Flashback Number 2: Australia. I actually threw a shrimp on the barbie and camped by a billabong. That is to say, I barbequed some prawns (nice one Kim and Julie) and swam in/lounged by a watering hole in the bush (top idea Raj and Shayne). Not exactly a Bourke and Wills expedition in either scenario but very Australian and I thoroughly enjoyed both events.
Special mentions must go to Wendy and Mark who not only put me up but absorbed my fostered cat into their menagerie (they have another cat called Charlie who rubbed against my shin whilst hissing - Charlie is well f**cked up and scares me more than an enraged silverback with a set of Selangor steak knives who’s just discovered the dominant female is seeing someone else behind his silver back) and also to Martin who was gallant enough to go DUI just before my arrival and therefore be in a position to offer me his car for a few weeks. Nice work everyone.
And Wesley: never offer people tequila at 5pm unless you are half hoping they will say yes and derail your entire evening. Ten points each to Lianne and Lynne. And me. And Wesley for holding up the bottle in the first place.
At this juncture, I must apologise to those Australian mates that I did not get around to seeing. I was a visa-junkie without a fix, my attention often kidnapped by thoughts of my dealers at the British High Commission in Canberra. And the car’s rego ran out.
And now I’m back.
I’ve since done the show quite a few times. Surprisingly, I remembered the choreography, which is up there with Jesus’ loaves-and-fishes routine on a tales-of-the-unexpected graph. The words I was able to look at in the script, so nothing to be proud of there. Let’s face it, my last line is ‘Me too!’. Not exactly a Strindbergian monologue.
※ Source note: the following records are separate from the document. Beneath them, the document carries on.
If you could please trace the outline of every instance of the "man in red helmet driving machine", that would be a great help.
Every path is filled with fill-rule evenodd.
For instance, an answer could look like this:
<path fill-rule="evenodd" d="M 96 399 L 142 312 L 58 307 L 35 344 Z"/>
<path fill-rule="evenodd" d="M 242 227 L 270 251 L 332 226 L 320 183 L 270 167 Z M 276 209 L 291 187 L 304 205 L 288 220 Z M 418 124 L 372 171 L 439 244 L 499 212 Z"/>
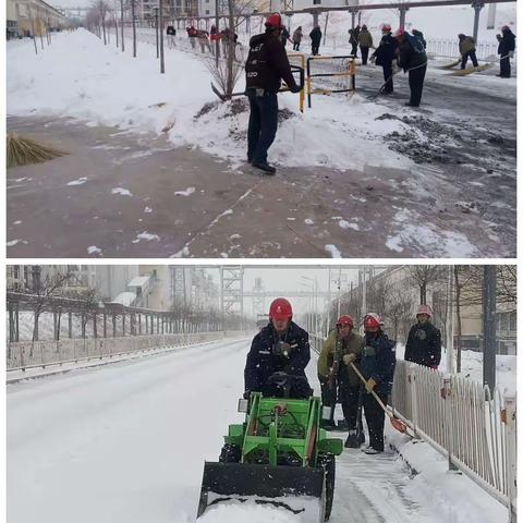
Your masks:
<path fill-rule="evenodd" d="M 360 447 L 365 441 L 363 430 L 357 430 L 357 424 L 361 424 L 358 404 L 362 384 L 350 365 L 358 364 L 362 350 L 363 338 L 354 331 L 354 319 L 346 314 L 338 318 L 336 329 L 325 340 L 318 357 L 324 404 L 331 406 L 332 400 L 336 403 L 337 398 L 340 401 L 349 430 L 345 447 L 350 448 Z"/>
<path fill-rule="evenodd" d="M 292 306 L 284 297 L 270 304 L 269 325 L 253 339 L 245 365 L 245 394 L 253 391 L 272 396 L 269 378 L 275 373 L 299 377 L 293 385 L 292 397 L 308 398 L 311 386 L 305 367 L 311 360 L 308 333 L 292 321 Z"/>

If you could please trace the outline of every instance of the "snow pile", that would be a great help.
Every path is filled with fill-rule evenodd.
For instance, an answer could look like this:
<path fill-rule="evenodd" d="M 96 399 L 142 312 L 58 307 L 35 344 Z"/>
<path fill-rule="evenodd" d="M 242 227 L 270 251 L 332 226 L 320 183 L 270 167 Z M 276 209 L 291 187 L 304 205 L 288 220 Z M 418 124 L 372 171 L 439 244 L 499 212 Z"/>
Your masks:
<path fill-rule="evenodd" d="M 8 113 L 71 117 L 88 125 L 165 133 L 177 146 L 196 145 L 243 162 L 246 99 L 219 102 L 205 63 L 182 51 L 167 50 L 167 73 L 159 74 L 155 52 L 141 42 L 133 59 L 85 29 L 54 36 L 52 46 L 38 56 L 28 42 L 8 45 Z M 244 88 L 243 82 L 242 77 L 235 90 Z M 302 114 L 297 98 L 279 96 L 280 127 L 270 151 L 277 163 L 362 170 L 365 165 L 412 166 L 384 145 L 382 137 L 401 132 L 404 124 L 378 120 L 385 112 L 378 105 L 357 94 L 345 100 L 316 97 L 314 111 Z M 125 187 L 114 187 L 113 193 L 132 196 Z"/>
<path fill-rule="evenodd" d="M 396 357 L 404 360 L 405 345 L 398 343 L 396 348 Z M 516 356 L 496 354 L 496 385 L 502 394 L 515 394 L 516 391 Z M 447 373 L 446 349 L 441 349 L 441 362 L 438 369 Z M 483 353 L 475 351 L 461 351 L 461 373 L 459 376 L 473 379 L 483 384 Z"/>
<path fill-rule="evenodd" d="M 507 520 L 507 509 L 474 482 L 449 472 L 448 460 L 428 443 L 411 440 L 386 423 L 387 442 L 393 445 L 417 474 L 405 489 L 408 496 L 424 500 L 426 508 L 452 523 L 494 523 Z"/>
<path fill-rule="evenodd" d="M 372 3 L 385 3 L 373 1 Z M 294 9 L 302 9 L 294 3 Z M 496 35 L 502 25 L 509 25 L 516 33 L 515 4 L 497 5 L 497 16 L 494 29 L 487 29 L 487 11 L 484 9 L 479 19 L 478 42 L 496 42 Z M 393 28 L 399 26 L 399 12 L 397 10 L 368 10 L 362 11 L 361 23 L 366 24 L 373 35 L 374 45 L 379 42 L 381 25 L 389 23 Z M 325 33 L 326 14 L 318 17 L 321 32 Z M 288 19 L 287 19 L 288 20 Z M 285 21 L 285 19 L 284 19 Z M 327 46 L 348 47 L 349 28 L 352 26 L 351 15 L 346 12 L 329 13 L 327 23 Z M 472 34 L 474 11 L 470 5 L 447 5 L 445 8 L 414 8 L 406 13 L 406 28 L 422 31 L 425 38 L 457 40 L 459 33 Z M 311 14 L 294 14 L 291 20 L 291 33 L 299 25 L 302 26 L 305 45 L 309 44 L 308 34 L 313 29 L 313 16 Z M 255 31 L 255 29 L 253 29 Z M 349 47 L 348 47 L 349 48 Z M 320 48 L 321 50 L 321 48 Z"/>
<path fill-rule="evenodd" d="M 207 508 L 198 520 L 202 523 L 317 523 L 319 519 L 318 502 L 306 498 L 275 498 L 275 502 L 282 502 L 292 510 L 302 510 L 294 514 L 290 510 L 273 504 L 258 504 L 254 500 L 219 502 Z M 295 509 L 296 508 L 296 509 Z"/>

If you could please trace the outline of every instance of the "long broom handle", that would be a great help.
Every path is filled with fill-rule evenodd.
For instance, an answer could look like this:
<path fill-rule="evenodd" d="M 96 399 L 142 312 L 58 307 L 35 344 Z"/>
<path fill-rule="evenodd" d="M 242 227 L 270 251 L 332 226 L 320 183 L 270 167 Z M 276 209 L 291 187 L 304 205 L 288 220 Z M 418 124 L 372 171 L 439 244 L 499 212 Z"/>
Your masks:
<path fill-rule="evenodd" d="M 354 363 L 351 362 L 351 367 L 352 369 L 357 374 L 358 378 L 363 381 L 364 385 L 366 385 L 367 380 L 362 376 L 362 373 L 357 369 L 357 367 L 354 365 Z M 389 412 L 389 410 L 385 406 L 384 402 L 380 400 L 379 396 L 374 391 L 370 390 L 370 393 L 374 396 L 374 399 L 378 402 L 378 405 L 384 410 L 384 412 L 389 416 L 393 417 L 392 413 Z"/>

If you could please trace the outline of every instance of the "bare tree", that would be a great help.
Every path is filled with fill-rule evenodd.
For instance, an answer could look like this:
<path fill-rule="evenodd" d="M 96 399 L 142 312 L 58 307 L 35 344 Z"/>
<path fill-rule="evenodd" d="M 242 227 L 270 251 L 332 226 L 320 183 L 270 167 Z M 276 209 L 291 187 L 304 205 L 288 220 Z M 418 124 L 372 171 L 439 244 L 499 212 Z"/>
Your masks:
<path fill-rule="evenodd" d="M 49 302 L 49 297 L 61 295 L 63 288 L 68 281 L 73 277 L 72 272 L 58 271 L 52 276 L 47 276 L 44 280 L 39 277 L 39 271 L 37 272 L 37 281 L 34 284 L 33 294 L 34 294 L 34 326 L 33 326 L 33 342 L 38 341 L 38 320 L 41 313 L 44 312 L 46 305 Z M 33 355 L 33 346 L 31 349 L 31 355 Z"/>
<path fill-rule="evenodd" d="M 107 45 L 106 17 L 109 11 L 109 5 L 105 2 L 105 0 L 98 0 L 98 2 L 96 3 L 96 10 L 98 11 L 99 21 L 101 24 L 101 31 L 104 34 L 104 45 Z"/>
<path fill-rule="evenodd" d="M 394 340 L 398 340 L 400 336 L 402 339 L 406 339 L 411 309 L 412 301 L 408 293 L 398 287 L 389 292 L 384 314 L 392 327 Z"/>

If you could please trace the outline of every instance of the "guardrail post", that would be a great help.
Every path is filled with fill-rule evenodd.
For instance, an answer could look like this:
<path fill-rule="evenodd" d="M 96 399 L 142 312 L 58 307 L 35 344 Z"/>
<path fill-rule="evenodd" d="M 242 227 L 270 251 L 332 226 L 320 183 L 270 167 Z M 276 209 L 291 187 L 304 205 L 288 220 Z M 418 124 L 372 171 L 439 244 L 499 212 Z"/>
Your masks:
<path fill-rule="evenodd" d="M 449 471 L 457 471 L 457 466 L 452 462 L 452 453 L 454 449 L 454 427 L 452 423 L 452 378 L 446 376 L 443 378 L 443 389 L 441 390 L 441 396 L 445 400 L 445 430 L 446 430 L 446 439 L 447 439 L 447 452 L 448 452 L 448 462 L 449 462 Z"/>
<path fill-rule="evenodd" d="M 509 522 L 516 522 L 516 500 L 518 500 L 518 436 L 515 417 L 515 397 L 504 398 L 506 409 L 506 437 L 507 437 L 507 482 L 509 487 Z"/>
<path fill-rule="evenodd" d="M 417 387 L 416 387 L 416 364 L 410 363 L 408 366 L 408 382 L 411 390 L 412 424 L 414 433 L 417 431 Z"/>
<path fill-rule="evenodd" d="M 19 345 L 20 351 L 20 366 L 22 367 L 22 372 L 25 373 L 25 344 Z"/>

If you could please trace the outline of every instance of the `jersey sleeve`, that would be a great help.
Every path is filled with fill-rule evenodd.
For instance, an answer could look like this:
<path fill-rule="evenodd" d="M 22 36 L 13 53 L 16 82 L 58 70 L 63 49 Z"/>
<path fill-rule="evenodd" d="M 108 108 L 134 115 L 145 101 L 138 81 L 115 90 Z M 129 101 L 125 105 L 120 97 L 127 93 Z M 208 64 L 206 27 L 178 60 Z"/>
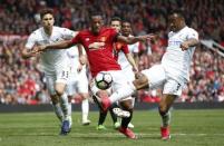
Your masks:
<path fill-rule="evenodd" d="M 74 45 L 81 43 L 80 32 L 78 32 L 71 40 Z"/>
<path fill-rule="evenodd" d="M 187 35 L 187 40 L 188 39 L 196 39 L 196 40 L 198 40 L 198 33 L 197 33 L 197 31 L 195 31 L 194 29 L 191 29 L 191 31 Z"/>
<path fill-rule="evenodd" d="M 67 28 L 61 28 L 61 32 L 64 39 L 72 39 L 78 33 Z"/>
<path fill-rule="evenodd" d="M 27 43 L 25 45 L 25 47 L 27 49 L 31 49 L 35 45 L 36 45 L 36 37 L 37 37 L 37 33 L 36 32 L 32 32 L 28 39 L 27 39 Z"/>
<path fill-rule="evenodd" d="M 121 50 L 123 50 L 124 53 L 129 53 L 129 49 L 128 49 L 127 45 L 123 45 Z"/>
<path fill-rule="evenodd" d="M 117 41 L 117 36 L 119 36 L 119 33 L 115 29 L 110 28 L 110 37 L 111 37 L 110 41 L 113 42 Z"/>

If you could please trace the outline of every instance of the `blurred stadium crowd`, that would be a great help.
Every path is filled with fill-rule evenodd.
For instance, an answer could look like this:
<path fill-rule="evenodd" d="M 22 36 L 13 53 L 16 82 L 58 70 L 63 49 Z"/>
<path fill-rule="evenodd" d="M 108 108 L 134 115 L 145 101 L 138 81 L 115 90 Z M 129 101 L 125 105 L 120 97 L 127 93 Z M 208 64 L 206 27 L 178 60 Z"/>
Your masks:
<path fill-rule="evenodd" d="M 135 36 L 156 32 L 154 42 L 139 46 L 139 69 L 159 62 L 167 43 L 167 13 L 182 9 L 187 25 L 201 39 L 224 46 L 224 1 L 220 0 L 0 0 L 0 103 L 49 103 L 38 58 L 20 56 L 27 36 L 38 28 L 38 10 L 51 7 L 56 25 L 74 30 L 88 27 L 88 16 L 100 10 L 105 23 L 114 16 L 132 21 Z M 150 45 L 149 45 L 150 43 Z M 192 62 L 191 82 L 177 101 L 224 101 L 224 59 L 198 46 Z M 154 103 L 159 90 L 138 91 L 138 101 Z"/>

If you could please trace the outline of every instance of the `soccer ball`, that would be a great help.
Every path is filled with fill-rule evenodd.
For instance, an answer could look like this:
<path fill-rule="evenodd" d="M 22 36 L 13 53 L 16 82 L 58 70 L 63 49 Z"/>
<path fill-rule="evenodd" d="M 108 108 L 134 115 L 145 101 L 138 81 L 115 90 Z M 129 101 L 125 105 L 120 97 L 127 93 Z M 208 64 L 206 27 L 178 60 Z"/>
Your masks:
<path fill-rule="evenodd" d="M 113 77 L 109 72 L 101 71 L 95 77 L 95 82 L 99 89 L 106 90 L 111 86 Z"/>

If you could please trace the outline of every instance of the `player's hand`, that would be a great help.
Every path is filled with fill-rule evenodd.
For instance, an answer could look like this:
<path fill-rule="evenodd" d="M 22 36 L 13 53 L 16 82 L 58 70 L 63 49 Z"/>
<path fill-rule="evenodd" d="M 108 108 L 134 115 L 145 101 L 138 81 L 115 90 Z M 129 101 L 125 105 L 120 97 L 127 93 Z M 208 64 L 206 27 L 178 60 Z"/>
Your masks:
<path fill-rule="evenodd" d="M 182 48 L 182 50 L 184 51 L 184 50 L 187 50 L 188 48 L 189 48 L 189 45 L 185 41 L 185 42 L 182 42 L 181 43 L 181 48 Z"/>
<path fill-rule="evenodd" d="M 37 53 L 37 52 L 42 52 L 43 50 L 46 50 L 46 46 L 35 46 L 32 49 L 32 52 Z"/>
<path fill-rule="evenodd" d="M 155 39 L 155 35 L 154 33 L 149 33 L 149 35 L 144 35 L 144 36 L 138 36 L 138 39 L 140 41 L 146 41 L 146 40 L 152 40 L 152 39 Z"/>
<path fill-rule="evenodd" d="M 80 62 L 80 65 L 86 65 L 86 56 L 79 56 L 79 62 Z"/>
<path fill-rule="evenodd" d="M 134 71 L 134 74 L 137 74 L 137 72 L 138 72 L 138 68 L 137 68 L 137 67 L 136 67 L 136 68 L 134 67 L 134 68 L 133 68 L 133 71 Z"/>
<path fill-rule="evenodd" d="M 79 65 L 77 71 L 80 72 L 82 70 L 82 65 Z"/>
<path fill-rule="evenodd" d="M 139 79 L 142 76 L 143 76 L 142 72 L 136 72 L 136 74 L 135 74 L 135 78 L 136 78 L 136 79 Z"/>
<path fill-rule="evenodd" d="M 105 42 L 92 42 L 88 46 L 89 49 L 99 49 L 105 46 Z"/>

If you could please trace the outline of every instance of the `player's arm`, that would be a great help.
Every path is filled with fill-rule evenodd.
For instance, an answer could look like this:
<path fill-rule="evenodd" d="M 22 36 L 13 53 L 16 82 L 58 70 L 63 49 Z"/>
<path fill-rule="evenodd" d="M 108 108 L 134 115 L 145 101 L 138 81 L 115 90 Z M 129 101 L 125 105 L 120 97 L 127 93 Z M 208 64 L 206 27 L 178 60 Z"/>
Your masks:
<path fill-rule="evenodd" d="M 137 65 L 135 64 L 135 60 L 134 60 L 132 53 L 125 53 L 125 56 L 126 56 L 128 62 L 133 66 L 134 71 L 137 72 L 138 68 L 137 68 Z"/>
<path fill-rule="evenodd" d="M 77 45 L 78 48 L 78 55 L 79 55 L 79 67 L 78 67 L 78 72 L 81 71 L 82 66 L 85 66 L 87 64 L 87 57 L 86 55 L 84 55 L 84 49 L 80 43 Z"/>
<path fill-rule="evenodd" d="M 125 37 L 125 36 L 117 36 L 117 41 L 125 42 L 127 45 L 133 45 L 138 41 L 146 41 L 148 39 L 153 39 L 155 36 L 154 35 L 144 35 L 144 36 L 138 36 L 138 37 Z"/>
<path fill-rule="evenodd" d="M 28 59 L 30 57 L 37 56 L 39 52 L 32 52 L 32 47 L 36 45 L 36 32 L 32 32 L 27 39 L 27 43 L 21 50 L 21 57 Z"/>
<path fill-rule="evenodd" d="M 32 52 L 31 49 L 26 48 L 26 47 L 25 47 L 25 49 L 22 49 L 22 51 L 21 51 L 21 56 L 22 56 L 23 59 L 28 59 L 28 58 L 30 58 L 30 57 L 36 57 L 38 53 L 39 53 L 39 52 Z"/>
<path fill-rule="evenodd" d="M 33 52 L 45 51 L 47 49 L 68 49 L 74 45 L 75 43 L 72 42 L 72 40 L 62 40 L 51 45 L 37 46 L 33 48 Z"/>
<path fill-rule="evenodd" d="M 198 39 L 192 38 L 181 43 L 182 50 L 187 50 L 189 47 L 195 47 L 199 43 Z"/>

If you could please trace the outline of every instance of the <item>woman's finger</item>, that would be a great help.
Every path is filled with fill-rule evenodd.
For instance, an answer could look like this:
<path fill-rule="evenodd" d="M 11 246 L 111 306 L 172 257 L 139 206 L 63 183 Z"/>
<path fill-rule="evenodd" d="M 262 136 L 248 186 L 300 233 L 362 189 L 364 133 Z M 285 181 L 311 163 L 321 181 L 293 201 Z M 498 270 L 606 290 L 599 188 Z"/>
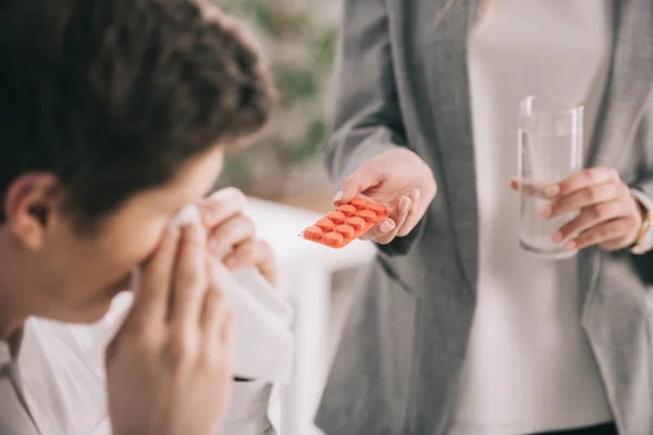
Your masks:
<path fill-rule="evenodd" d="M 600 244 L 599 247 L 606 252 L 615 252 L 615 251 L 626 248 L 628 245 L 629 244 L 625 243 L 624 237 L 619 237 L 619 238 L 604 241 L 604 243 Z"/>
<path fill-rule="evenodd" d="M 387 233 L 392 232 L 396 227 L 396 223 L 392 217 L 385 217 L 378 225 L 374 225 L 362 234 L 359 238 L 361 240 L 375 240 L 379 237 L 383 237 Z"/>
<path fill-rule="evenodd" d="M 619 173 L 614 167 L 591 167 L 558 183 L 557 191 L 552 196 L 565 197 L 590 186 L 618 181 Z M 553 190 L 551 194 L 553 194 Z"/>
<path fill-rule="evenodd" d="M 551 236 L 554 244 L 559 244 L 569 237 L 580 234 L 602 222 L 612 221 L 616 217 L 626 215 L 626 210 L 623 209 L 620 202 L 611 201 L 599 203 L 591 207 L 586 207 L 580 211 L 580 214 L 563 225 L 556 233 Z"/>
<path fill-rule="evenodd" d="M 375 239 L 375 241 L 378 244 L 387 245 L 397 236 L 398 231 L 402 228 L 402 226 L 406 222 L 406 219 L 408 217 L 408 212 L 410 212 L 411 207 L 412 207 L 412 202 L 410 201 L 410 198 L 408 198 L 408 197 L 399 198 L 399 200 L 397 202 L 397 207 L 395 209 L 395 216 L 394 216 L 395 227 L 392 231 L 390 231 L 389 233 L 385 233 L 384 235 L 382 235 L 381 237 L 378 237 Z"/>
<path fill-rule="evenodd" d="M 556 198 L 547 207 L 540 210 L 540 216 L 542 219 L 559 216 L 589 206 L 614 201 L 621 196 L 630 197 L 630 192 L 620 182 L 593 185 L 567 196 Z"/>

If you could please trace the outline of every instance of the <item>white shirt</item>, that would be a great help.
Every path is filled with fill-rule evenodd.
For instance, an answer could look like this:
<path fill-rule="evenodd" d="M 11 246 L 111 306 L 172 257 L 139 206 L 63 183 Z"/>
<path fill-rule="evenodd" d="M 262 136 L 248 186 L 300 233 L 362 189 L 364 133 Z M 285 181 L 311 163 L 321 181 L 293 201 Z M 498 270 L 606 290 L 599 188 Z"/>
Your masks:
<path fill-rule="evenodd" d="M 15 410 L 23 410 L 11 420 L 0 412 L 0 428 L 10 423 L 23 427 L 32 423 L 26 421 L 32 415 L 44 435 L 111 435 L 103 350 L 130 308 L 131 296 L 119 296 L 104 320 L 95 325 L 40 319 L 26 322 L 19 365 L 27 407 L 16 401 L 16 389 L 10 388 L 9 383 L 4 388 L 0 377 L 0 408 L 11 405 Z M 0 357 L 2 344 L 0 341 Z M 218 433 L 273 435 L 276 425 L 271 423 L 274 415 L 270 412 L 276 399 L 268 383 L 235 382 L 224 424 Z M 19 423 L 22 425 L 17 426 Z M 36 435 L 36 427 L 29 426 Z M 32 434 L 8 432 L 9 435 L 23 433 Z"/>
<path fill-rule="evenodd" d="M 482 3 L 482 2 L 481 2 Z M 611 0 L 482 3 L 468 39 L 479 204 L 479 282 L 452 434 L 510 435 L 612 420 L 580 325 L 577 262 L 519 248 L 519 101 L 586 105 L 591 139 L 612 48 Z M 587 149 L 587 147 L 586 147 Z"/>

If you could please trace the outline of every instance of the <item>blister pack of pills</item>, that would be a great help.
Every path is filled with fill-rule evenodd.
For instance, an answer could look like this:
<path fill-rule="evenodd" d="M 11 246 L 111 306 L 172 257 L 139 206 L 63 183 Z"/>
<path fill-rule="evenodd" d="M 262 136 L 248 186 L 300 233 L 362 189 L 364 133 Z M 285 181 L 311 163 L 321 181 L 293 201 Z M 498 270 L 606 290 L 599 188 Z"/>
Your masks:
<path fill-rule="evenodd" d="M 338 249 L 356 240 L 389 215 L 390 211 L 385 206 L 356 197 L 304 229 L 301 237 Z"/>

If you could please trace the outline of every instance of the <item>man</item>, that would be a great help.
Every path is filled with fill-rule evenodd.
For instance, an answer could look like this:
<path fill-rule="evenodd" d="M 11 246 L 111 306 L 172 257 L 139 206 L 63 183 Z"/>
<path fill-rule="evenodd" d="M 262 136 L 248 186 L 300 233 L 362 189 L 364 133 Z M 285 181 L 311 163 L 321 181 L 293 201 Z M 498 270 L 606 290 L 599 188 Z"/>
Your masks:
<path fill-rule="evenodd" d="M 200 228 L 168 222 L 271 102 L 237 26 L 193 2 L 0 2 L 0 433 L 48 431 L 17 373 L 25 321 L 95 322 L 136 266 L 107 359 L 113 433 L 214 433 L 231 314 Z"/>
Next on the itinerary is Trieste, Italy. I am listening to my Italian language downloads. We were talking about these in the dressing room. It’s always ‘You are a tourist asking directions of a local person in Turin. Repeat your lines from the phrasebook when you hear the beep. Hello. My name is Maria. Can I help you?' Beeeeep. Yawn. We think it should be more memorable. E.g. ‘You are lost and have found yourself in a disused public toilet in Turin. You bump into a retired priest. Repeat your lines from the phrasebook when you hear the beep. Hello, my name is Father Ignatius. I am blind. Can you help me with my cassock?’ Beeeeep.
For middle-aged men with a sense of propriety, we giggled far too much.
Hasta Manana ‘til we meet again. Beeeeep. Snigger. Avoid Hungary.